The laughs! Oh, those little girls have the most contagious laughter. Everything and anything can be funny when you’re four and two.
What was the worst part?
The poopy diapers. I can’t get over how much diapers and pull-ups stink. Even if it’s just pee, too. It’s the worst.
Having to punish a four-year-old is emotionally draining… Having to tell a two-year-old that she can’t chase the cat is frustrating. Especially when KITTY is the most exciting thing said two-year-old has ever seen.
Were there any unexpected incidents or things you hadn’t imagined could happen?
So many times that one or both of them got really upset for no reason. Like, violently upset. I wasn’t an upset kid and, as my parents have told me, only threw tantrums if my socks didn’t feel right (easily resolved if they just gave me a few minutes to do it myself). I just wish that I could fix it, whatever the issue may be for what or why the reason for the tantrum.
Nope. On my end, everything went as expected. Like I said, I used to live with them. I’ve seen most everything they have up their sleeves.
Are there any things you wish you could have done differently?
I wish my job situation would have been different. I work a normal desk job, which isn’t very good for having kids. I don’t know how my or anyone else’s parents do or did it. It’s super stressful and it put a lot of pressure on Steph, who was home with The Nuggets most of the time.
I wish we had more fun things for them to do in the apartment. It was unbearably hot outside, so we went the Children’s Museum and the pool, but we spent a lot of the day just reading and watching movies in the apartment.
Would you host Nuggets again for an extended period of time?
Absolutely, though not for my own benefit. If and when Steph’s brother needs us to watch The Nuggets again I would be more than happy to have them, but I’m not asking for them for fun.
Absolutely! We actually have another overnight planned already. It was great to have them in the house. It’s a nice change of pace.

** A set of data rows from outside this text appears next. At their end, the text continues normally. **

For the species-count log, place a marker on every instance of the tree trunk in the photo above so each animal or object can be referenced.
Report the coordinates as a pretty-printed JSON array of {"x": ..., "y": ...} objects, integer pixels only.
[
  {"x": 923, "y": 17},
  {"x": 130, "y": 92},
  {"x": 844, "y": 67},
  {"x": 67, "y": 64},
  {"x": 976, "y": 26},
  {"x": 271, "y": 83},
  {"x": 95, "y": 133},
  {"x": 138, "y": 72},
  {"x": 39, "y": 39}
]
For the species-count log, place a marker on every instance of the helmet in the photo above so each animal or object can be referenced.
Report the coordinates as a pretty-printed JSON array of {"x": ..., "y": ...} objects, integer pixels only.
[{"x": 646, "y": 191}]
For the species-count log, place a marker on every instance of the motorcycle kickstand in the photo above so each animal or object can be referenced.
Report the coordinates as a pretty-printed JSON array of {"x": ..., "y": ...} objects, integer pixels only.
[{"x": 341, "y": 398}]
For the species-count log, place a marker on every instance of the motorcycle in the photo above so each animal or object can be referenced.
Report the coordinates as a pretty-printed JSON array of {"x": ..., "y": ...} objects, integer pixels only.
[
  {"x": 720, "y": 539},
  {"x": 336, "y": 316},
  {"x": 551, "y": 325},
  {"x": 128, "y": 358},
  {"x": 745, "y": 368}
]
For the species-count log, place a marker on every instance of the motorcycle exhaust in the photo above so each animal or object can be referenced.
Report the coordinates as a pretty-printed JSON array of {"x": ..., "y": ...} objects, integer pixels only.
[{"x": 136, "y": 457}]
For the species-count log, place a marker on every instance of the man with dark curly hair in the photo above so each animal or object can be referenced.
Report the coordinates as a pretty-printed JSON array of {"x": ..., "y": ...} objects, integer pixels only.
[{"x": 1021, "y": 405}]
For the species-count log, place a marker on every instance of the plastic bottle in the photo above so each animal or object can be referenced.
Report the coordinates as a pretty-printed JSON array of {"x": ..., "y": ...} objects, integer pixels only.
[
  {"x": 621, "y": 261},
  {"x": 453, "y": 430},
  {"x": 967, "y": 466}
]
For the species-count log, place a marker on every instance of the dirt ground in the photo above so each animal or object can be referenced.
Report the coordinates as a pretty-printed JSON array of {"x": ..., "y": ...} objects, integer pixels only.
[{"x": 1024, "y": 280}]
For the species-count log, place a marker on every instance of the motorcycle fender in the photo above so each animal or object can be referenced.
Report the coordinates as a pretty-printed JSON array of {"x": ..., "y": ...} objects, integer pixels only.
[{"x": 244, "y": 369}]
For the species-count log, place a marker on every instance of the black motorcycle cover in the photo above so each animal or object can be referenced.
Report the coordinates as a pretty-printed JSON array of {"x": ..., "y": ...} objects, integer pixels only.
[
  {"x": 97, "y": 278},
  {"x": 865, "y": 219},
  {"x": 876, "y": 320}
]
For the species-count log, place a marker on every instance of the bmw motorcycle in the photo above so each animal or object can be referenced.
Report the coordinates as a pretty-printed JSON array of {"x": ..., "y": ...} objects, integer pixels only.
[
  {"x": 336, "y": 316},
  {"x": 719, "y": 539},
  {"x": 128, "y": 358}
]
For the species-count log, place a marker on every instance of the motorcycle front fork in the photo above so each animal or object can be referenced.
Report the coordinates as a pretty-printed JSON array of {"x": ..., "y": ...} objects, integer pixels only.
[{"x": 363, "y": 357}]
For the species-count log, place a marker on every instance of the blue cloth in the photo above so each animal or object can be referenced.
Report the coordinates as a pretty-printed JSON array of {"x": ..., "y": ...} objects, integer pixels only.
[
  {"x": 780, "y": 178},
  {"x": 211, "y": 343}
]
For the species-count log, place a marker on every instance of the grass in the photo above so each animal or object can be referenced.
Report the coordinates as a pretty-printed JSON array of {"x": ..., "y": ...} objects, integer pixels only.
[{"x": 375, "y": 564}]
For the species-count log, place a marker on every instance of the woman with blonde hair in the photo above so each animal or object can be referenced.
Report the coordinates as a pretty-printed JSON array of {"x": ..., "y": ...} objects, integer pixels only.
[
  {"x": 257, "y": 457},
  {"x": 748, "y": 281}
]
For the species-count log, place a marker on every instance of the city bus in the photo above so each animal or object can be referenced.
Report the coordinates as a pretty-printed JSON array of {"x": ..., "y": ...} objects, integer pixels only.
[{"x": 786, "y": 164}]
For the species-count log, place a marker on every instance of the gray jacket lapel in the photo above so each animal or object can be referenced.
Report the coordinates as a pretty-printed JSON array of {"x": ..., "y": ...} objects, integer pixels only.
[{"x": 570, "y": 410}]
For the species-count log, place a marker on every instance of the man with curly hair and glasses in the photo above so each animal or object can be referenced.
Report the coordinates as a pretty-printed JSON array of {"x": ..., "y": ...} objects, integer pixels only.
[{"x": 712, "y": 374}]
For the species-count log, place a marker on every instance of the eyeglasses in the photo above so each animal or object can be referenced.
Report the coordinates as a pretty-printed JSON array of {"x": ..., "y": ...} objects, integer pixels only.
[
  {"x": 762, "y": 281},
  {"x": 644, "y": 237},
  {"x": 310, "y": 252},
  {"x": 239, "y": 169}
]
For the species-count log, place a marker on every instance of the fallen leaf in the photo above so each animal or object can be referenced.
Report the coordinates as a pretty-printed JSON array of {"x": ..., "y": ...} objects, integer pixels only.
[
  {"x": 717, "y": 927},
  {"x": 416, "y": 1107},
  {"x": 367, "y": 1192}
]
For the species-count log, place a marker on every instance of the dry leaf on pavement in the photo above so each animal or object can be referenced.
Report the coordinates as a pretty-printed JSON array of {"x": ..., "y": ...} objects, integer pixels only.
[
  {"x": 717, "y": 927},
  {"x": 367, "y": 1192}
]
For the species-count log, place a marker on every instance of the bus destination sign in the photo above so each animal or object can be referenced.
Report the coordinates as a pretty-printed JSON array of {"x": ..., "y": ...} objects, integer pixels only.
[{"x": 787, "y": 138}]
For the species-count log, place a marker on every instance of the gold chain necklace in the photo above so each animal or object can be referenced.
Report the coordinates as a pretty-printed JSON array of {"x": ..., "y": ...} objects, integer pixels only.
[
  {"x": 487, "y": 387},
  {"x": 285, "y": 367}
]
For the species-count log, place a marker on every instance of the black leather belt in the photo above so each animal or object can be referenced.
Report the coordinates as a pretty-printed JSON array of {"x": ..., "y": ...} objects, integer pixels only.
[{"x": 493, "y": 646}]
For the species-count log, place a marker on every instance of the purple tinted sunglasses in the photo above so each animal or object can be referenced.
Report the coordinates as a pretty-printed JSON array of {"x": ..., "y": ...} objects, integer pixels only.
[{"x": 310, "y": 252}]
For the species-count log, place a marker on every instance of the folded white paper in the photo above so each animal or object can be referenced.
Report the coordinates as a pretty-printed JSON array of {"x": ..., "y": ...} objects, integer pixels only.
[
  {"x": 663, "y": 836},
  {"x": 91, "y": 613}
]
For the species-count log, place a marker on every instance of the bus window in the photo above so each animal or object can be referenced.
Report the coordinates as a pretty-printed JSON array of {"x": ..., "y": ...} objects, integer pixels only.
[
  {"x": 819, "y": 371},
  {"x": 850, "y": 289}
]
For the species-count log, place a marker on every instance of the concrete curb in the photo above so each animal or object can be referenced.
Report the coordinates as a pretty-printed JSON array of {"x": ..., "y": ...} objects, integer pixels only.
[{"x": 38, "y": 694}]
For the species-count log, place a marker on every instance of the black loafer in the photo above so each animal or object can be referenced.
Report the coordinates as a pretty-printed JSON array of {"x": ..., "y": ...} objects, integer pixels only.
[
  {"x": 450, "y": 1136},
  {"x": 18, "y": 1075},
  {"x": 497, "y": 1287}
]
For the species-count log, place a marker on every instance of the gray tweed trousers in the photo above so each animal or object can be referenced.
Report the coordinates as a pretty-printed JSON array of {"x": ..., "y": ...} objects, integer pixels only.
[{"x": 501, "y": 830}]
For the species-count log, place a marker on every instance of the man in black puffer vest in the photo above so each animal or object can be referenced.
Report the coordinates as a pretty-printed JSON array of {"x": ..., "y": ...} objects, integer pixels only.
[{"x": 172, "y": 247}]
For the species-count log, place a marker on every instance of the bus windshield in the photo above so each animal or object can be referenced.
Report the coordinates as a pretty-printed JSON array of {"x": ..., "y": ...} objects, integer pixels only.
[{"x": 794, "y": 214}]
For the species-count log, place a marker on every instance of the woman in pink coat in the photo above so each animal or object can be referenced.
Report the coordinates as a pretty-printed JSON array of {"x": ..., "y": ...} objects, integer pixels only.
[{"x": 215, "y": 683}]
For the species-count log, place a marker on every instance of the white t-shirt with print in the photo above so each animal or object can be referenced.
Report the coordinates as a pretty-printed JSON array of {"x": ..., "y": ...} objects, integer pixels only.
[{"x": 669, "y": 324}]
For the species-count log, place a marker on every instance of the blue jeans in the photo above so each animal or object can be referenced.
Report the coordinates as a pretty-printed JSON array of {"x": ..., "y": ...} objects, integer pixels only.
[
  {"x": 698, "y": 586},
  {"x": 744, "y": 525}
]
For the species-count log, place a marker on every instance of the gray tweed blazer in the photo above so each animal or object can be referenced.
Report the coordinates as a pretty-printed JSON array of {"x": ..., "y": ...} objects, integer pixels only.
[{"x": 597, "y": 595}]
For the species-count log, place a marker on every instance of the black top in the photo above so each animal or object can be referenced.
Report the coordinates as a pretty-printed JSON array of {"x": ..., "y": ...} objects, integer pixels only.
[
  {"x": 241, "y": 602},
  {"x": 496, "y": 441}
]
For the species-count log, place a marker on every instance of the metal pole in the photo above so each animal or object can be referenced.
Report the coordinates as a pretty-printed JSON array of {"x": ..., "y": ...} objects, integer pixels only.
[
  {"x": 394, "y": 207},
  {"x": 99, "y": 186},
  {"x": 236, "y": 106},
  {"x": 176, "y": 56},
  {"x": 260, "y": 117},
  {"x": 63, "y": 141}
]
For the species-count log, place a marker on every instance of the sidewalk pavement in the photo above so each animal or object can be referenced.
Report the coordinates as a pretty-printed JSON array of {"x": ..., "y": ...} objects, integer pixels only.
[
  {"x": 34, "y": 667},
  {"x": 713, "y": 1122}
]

And handing them back to their parents is the greatest relief 🙂
What were your thoughts on having kids of your own before having The Nuggets over to visit?
I really liked the idea of being a parent, of being a role model for a kid or kids and teaching them how to be proper people and helping them grow and understand themselves and the world. I’ve always entertained the idea of giving back to kids what I got from having great parents.
I have always thought I could live a happy and healthy life without children, but I can also see myself as a wonderfully loving mom. The idea of shaping a tiny human is frightening and exciting, but not something I feel like I need to do to have a fulfilling life. Adoption and foster care have always been contenders for both of us.
What are your thoughts on having kids now, after having had Nuggets for four days?
I think it’s summed up well in a conversation that Steph and I had in the car:
Steph – So how do you feel about it now?
Matt – I think I’m happy being a DINK with you.
Steph – DINK? WIthout the “Y”?
Matt – Yeah, without the “Y”; at least for now. DINKY is an
acronym for Dual Income, No Kids Yet; so without the “Y,”
we’re just living the life of freedom and luxury.
I’m still in the same boat. I could see myself being a kick-ass mom, but I definitely don’t think that parenthood is the only way to venture through adulthood.